Is this true when $|H|=3$?
I know that since $H \lhd G$ that means $\forall g \in G$ that $Hg=gH$ and $|H|=2$ that $H=\{1,h\}$ .
I think I need to show that $h \in Z(g)$ and then somehow look at cosets, I am just not sure how.
On
Let $h$ be the generator of $H$. Since $H$ is a normal subgroup of $G$, $g^{-1} h g$ must be in $H$ for every $g$ in $G$. Since $g^{-1} h g$ must still have order 2, it follows that $g^{-1} h g = h$ for every $g$ in $G$. But this means $h$ commutes with every element of $G$, so is in the center of $G$.
If $H$ has order 3, this argument fails. Conjugating a generator $h$ of $H$ by an arbitrary element of $G$, it's possible that we'll get back $h^{-1}$. Indeed, this can happen when $G$ is the nonabelian group of order 6, $S_3$. The unique subgroup of order 3 in $S_3$ is not central.

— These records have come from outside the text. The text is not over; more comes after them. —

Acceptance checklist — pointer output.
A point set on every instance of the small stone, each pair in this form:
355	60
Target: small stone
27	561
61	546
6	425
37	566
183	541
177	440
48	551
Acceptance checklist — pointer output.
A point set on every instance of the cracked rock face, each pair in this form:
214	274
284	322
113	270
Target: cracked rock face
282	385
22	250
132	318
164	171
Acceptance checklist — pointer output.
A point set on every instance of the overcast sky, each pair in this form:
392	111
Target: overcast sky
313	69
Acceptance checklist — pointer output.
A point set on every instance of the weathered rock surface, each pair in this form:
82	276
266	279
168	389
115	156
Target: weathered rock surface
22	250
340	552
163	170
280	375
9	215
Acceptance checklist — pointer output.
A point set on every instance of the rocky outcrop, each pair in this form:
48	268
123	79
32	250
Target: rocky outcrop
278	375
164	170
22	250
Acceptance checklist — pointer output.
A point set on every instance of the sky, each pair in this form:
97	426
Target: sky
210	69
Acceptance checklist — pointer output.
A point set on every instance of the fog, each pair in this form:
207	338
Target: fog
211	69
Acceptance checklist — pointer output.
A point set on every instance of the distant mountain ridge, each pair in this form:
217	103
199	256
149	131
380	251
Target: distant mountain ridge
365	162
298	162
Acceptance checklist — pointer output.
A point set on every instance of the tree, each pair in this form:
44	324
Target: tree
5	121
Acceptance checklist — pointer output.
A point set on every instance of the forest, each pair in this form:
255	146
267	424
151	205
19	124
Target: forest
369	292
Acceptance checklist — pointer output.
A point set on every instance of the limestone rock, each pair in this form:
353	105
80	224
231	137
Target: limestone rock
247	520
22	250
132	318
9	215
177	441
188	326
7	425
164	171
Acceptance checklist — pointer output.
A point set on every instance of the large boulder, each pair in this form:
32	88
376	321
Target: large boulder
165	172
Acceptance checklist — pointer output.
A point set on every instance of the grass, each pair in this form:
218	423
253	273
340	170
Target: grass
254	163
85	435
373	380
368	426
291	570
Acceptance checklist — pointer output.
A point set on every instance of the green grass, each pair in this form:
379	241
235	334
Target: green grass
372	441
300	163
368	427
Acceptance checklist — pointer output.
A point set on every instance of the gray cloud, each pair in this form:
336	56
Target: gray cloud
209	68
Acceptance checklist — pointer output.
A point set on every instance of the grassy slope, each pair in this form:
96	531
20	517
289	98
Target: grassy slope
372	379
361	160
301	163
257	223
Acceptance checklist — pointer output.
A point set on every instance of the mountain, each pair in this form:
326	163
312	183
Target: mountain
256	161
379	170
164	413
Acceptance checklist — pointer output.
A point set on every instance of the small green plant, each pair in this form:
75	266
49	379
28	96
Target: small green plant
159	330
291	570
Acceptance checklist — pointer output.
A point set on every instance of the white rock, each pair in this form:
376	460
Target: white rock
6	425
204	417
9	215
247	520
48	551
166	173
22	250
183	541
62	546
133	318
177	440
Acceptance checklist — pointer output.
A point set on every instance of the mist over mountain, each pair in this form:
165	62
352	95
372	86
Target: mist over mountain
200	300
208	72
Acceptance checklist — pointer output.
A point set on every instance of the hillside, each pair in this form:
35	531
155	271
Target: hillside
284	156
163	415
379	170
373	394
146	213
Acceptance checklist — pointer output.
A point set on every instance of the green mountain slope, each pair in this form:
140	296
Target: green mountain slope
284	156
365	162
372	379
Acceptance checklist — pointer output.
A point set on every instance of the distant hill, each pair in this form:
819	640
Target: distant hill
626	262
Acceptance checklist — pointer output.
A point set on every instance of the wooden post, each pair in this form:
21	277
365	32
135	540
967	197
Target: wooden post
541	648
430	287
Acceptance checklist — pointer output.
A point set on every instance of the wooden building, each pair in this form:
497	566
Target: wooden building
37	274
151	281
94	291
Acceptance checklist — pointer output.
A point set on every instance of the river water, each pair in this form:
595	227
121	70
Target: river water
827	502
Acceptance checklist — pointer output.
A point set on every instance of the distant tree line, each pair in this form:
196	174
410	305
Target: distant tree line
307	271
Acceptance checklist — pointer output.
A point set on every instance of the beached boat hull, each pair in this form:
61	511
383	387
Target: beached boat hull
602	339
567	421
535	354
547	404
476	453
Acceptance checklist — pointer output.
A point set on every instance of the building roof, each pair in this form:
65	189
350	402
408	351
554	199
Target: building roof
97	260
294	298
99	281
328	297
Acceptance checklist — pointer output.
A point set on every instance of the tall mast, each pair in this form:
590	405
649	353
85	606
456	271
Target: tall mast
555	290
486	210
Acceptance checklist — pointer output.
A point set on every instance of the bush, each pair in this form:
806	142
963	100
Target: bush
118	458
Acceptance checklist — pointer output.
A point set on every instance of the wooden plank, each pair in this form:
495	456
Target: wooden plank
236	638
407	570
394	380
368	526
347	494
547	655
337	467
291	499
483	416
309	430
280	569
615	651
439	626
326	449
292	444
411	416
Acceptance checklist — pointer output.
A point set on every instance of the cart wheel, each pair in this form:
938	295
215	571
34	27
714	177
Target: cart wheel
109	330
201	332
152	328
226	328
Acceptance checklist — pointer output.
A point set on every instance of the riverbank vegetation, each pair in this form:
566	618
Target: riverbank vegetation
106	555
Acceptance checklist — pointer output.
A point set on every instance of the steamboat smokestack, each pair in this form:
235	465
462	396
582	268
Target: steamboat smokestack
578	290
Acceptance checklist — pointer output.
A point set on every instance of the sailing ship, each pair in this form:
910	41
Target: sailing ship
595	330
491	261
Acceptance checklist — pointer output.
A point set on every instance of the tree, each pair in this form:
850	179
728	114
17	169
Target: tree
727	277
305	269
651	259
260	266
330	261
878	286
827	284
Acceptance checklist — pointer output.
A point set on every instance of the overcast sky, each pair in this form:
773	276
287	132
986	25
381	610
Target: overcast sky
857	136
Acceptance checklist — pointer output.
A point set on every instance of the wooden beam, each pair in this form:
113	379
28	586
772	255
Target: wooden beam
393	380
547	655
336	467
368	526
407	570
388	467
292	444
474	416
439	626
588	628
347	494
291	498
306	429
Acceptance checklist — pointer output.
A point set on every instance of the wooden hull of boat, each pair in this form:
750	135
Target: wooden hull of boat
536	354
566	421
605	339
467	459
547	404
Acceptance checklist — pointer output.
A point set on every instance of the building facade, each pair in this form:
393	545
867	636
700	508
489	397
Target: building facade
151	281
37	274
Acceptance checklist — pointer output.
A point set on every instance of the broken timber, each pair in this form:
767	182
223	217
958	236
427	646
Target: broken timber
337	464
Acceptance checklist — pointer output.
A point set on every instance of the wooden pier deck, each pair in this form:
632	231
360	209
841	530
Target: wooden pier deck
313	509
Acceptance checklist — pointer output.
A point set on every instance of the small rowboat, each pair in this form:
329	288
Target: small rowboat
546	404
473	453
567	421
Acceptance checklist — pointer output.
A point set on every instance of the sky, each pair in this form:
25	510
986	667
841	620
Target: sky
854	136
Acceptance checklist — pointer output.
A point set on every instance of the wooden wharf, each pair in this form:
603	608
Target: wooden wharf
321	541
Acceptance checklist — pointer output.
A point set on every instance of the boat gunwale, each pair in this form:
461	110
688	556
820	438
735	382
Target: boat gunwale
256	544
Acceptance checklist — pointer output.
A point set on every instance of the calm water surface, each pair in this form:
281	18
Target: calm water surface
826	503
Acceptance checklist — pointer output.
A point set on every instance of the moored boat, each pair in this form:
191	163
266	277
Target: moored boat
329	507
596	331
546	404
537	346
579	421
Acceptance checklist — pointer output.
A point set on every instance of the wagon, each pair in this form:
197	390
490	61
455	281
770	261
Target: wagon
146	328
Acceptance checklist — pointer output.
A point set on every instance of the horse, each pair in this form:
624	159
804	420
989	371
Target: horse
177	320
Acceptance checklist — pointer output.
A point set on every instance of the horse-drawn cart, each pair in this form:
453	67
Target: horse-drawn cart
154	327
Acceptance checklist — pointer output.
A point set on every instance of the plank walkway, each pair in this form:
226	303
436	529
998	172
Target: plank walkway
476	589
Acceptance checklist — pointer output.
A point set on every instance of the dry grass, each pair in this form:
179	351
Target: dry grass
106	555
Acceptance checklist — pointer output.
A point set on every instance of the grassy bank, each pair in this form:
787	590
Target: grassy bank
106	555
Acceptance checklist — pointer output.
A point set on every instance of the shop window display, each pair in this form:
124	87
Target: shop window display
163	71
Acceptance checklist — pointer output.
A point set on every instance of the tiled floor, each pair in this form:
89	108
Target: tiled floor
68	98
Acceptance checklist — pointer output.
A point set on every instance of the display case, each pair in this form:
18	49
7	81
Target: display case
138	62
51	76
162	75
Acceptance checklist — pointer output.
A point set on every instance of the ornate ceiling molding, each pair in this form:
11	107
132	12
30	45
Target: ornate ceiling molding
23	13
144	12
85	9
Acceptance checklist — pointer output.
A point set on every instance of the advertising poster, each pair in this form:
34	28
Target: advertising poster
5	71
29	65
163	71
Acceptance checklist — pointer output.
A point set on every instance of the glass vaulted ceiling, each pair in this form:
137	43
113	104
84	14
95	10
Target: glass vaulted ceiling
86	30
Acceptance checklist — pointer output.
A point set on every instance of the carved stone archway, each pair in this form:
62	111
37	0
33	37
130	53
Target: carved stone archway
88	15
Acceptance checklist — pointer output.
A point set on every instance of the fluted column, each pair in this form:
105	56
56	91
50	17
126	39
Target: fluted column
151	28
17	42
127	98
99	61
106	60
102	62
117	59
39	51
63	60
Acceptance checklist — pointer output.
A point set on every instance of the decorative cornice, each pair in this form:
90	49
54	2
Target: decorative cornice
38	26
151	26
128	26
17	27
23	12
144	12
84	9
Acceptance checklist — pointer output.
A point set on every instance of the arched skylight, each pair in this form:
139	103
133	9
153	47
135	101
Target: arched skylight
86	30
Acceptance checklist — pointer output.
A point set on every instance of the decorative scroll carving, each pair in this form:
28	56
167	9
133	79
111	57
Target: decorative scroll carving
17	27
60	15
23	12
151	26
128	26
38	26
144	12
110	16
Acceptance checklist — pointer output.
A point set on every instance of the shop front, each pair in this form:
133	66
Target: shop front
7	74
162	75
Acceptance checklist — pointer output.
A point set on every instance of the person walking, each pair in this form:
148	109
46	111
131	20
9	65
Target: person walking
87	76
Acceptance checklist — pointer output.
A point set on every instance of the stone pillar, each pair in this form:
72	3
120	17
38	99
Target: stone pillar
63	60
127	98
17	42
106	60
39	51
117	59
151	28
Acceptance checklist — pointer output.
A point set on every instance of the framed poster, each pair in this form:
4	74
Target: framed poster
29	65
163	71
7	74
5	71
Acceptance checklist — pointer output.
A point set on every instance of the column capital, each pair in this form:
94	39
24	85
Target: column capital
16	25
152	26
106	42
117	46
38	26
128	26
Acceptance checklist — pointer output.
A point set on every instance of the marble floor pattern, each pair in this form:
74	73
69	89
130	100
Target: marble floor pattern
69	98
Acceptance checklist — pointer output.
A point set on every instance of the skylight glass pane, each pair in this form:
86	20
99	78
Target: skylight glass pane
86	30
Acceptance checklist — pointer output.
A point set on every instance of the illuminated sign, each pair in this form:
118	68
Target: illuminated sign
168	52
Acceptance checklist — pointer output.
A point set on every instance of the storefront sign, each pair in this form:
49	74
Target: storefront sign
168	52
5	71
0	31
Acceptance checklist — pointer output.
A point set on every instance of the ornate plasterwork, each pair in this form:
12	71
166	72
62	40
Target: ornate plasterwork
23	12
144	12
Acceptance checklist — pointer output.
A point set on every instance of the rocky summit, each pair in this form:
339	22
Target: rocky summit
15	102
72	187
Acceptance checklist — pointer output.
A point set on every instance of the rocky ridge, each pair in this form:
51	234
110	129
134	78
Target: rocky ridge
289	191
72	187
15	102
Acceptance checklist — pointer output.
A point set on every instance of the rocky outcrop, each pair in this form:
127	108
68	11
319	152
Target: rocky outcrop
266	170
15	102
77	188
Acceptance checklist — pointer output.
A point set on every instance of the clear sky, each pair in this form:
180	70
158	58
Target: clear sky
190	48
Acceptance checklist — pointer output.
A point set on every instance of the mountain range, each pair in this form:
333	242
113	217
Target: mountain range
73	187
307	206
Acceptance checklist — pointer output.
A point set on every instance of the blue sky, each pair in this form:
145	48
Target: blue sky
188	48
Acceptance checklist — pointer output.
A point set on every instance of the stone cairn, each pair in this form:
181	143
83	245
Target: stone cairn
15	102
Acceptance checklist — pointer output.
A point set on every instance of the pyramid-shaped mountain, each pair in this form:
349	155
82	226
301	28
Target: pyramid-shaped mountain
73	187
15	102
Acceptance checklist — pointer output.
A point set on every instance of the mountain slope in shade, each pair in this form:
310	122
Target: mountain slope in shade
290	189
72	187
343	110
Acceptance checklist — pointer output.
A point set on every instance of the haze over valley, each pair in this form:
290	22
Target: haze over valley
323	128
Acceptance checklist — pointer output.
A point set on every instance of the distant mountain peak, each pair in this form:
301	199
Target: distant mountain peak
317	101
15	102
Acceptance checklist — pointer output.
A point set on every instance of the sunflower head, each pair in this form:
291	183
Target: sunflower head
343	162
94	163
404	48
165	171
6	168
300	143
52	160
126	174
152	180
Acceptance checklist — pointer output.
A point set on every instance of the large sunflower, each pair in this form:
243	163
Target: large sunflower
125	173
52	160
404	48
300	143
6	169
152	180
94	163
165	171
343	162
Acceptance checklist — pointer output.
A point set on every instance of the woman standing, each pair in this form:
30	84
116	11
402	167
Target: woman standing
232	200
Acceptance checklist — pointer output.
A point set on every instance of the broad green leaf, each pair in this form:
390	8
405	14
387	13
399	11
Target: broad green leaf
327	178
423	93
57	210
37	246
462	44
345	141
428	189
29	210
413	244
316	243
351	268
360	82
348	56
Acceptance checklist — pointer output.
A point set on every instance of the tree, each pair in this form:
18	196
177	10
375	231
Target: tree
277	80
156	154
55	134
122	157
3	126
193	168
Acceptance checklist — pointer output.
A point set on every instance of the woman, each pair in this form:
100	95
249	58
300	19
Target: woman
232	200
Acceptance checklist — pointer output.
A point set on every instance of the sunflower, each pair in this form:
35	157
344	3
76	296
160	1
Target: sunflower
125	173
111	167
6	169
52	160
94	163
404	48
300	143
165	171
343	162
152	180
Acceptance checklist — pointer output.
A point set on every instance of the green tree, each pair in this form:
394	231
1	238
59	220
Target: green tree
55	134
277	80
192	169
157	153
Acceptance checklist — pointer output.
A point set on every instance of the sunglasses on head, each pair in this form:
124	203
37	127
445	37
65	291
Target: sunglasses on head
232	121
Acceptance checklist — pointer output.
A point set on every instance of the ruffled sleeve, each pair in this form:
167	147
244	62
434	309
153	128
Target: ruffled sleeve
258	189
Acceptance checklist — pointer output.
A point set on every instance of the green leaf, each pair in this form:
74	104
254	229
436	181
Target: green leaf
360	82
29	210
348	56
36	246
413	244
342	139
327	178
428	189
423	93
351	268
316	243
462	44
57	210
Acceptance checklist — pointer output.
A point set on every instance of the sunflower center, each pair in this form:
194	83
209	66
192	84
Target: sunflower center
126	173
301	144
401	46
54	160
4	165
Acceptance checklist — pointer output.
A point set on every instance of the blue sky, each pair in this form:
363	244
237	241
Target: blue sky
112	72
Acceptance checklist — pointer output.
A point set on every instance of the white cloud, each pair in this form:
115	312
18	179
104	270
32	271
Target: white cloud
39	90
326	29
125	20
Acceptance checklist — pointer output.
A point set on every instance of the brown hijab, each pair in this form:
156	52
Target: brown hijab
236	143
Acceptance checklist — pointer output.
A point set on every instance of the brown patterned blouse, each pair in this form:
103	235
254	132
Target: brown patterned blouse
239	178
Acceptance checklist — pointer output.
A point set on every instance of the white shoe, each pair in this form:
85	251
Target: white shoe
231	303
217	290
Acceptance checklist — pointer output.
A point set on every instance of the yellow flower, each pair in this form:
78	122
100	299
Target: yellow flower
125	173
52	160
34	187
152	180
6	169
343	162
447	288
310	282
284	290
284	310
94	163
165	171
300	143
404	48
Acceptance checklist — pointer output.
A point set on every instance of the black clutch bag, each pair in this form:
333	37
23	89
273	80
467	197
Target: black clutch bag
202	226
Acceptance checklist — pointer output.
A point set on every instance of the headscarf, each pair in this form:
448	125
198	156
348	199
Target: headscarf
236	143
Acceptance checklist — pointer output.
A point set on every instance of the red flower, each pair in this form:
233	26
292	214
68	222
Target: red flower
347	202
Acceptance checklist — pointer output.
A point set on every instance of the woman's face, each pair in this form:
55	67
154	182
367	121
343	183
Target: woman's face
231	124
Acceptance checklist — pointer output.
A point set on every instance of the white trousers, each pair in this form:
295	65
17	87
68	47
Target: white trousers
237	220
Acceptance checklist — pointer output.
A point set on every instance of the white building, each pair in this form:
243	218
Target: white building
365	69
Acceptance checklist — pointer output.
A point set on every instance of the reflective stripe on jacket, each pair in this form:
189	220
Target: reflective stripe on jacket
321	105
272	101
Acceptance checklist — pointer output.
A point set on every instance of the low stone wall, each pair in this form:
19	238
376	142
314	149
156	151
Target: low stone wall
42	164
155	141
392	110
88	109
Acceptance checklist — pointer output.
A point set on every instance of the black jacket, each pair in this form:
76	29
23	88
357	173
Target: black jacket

Let $g\in G$, $Ad_g:H\rightarrow H$ defined by $Ad_g(h)=ghg^{-1}$ is an automorphism, since $|H|=2$, $Ad_g$ is the identity. To see this write $H=\{1,h\}$ where $1$ is the neutral, $Ad_g(1)=1$, since $Ad_g$ is a bijection, $ad_g(h)=h$. and $gh=hg$.
$A_3$ has order 3 and is not in the center of $S_3$.